2021 Northeast Conference baseball tournament
- Teams: 4
- Format: Double-elimination tournament
- Finals site: Senator Thomas J. Dodd Memorial Stadium; Norwich, Connecticut;
- Champions: Central Connecticut (7th title)
- Winning coach: Charlie Hickey (7th title)
- MVP: Buddy Dewaine (Central Connecticut)
- Television: NEC Front Row

= 2021 Northeast Conference baseball tournament =

The 2021 Northeast Conference baseball tournament was a postseason baseball tournament for the Northeast Conference in the 2021 NCAA Division I baseball season. The tournament took place from May 27–30, 2021 and was held at Senator Thomas J. Dodd Memorial Stadium in Norwich, Connecticut. It was the first to be held since 2019, as the 2020 tournament was cancelled due to the COVID-19 pandemic.

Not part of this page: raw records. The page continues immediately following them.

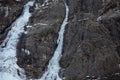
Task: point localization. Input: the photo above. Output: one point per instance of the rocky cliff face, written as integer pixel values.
(91, 43)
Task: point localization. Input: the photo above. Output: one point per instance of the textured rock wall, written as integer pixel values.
(91, 44)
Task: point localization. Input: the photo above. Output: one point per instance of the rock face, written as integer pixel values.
(91, 43)
(90, 46)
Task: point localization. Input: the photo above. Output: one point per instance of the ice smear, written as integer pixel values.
(9, 70)
(53, 66)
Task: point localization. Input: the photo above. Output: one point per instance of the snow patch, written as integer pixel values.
(99, 18)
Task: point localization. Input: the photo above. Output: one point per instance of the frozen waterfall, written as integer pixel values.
(53, 66)
(9, 70)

The 28th annual Northeast tournament, Central Connecticut defeated Bryant to earn the Northeast Conference's automatic bid to the 2021 NCAA Division I baseball tournament. The league's top four finishers competed in the double elimination tournament.

==Seeding and format==
The top four finishers were seeded one through four based on conference regular-season winning percentage. They then played a double-elimination tournament.